Basically, Cas is an alien; that's his grand excuse. Which, whatever. Touche. "So what's Hell supposed to be?"

"Creativity. Memories aren't weapons"--and Castiel cuts off, lets Dean's harsh laughter subside before continuing. "But you might find some power in them. You might--"

"Cas," Dean interjects. And this, he can now say with deadly certainty: "You have _no_ idea."

"Be careful."

"Newsflash, Cas: I'm in Heaven. I'm dead. Careful's nowhere near the table anymore."

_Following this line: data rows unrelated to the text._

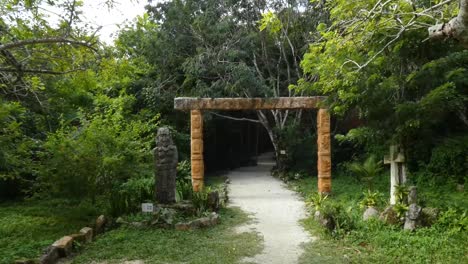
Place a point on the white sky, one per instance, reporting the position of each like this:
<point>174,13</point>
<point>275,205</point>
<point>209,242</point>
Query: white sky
<point>98,14</point>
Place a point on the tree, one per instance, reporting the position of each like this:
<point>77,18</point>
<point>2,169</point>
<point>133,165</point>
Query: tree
<point>371,59</point>
<point>230,49</point>
<point>456,28</point>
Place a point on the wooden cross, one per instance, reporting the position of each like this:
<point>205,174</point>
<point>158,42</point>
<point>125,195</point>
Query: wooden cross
<point>396,160</point>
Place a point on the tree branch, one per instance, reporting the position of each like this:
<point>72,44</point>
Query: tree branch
<point>456,28</point>
<point>235,118</point>
<point>38,71</point>
<point>27,42</point>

"Your existence here is liminal and unstable," says Castiel, which Dean thinks--is pretty sure--is Cas insinuating that Heaven's got fates worse than death hidden in its basement. This is 110% unsurprising, if Dean's gonna be honest with himself. But he's not really sure if he cares. It never ceases to amaze Dean how Cas can talk so much, and somehow manage to say nothing. So Heaven's fucked up; old news. It's Heaven.

Cas keeps going.

"Straddling peace and freedom as you are. Creativity can be dangerous. The freedom of a god can be dangerous; you remake the world in your image without meaning to."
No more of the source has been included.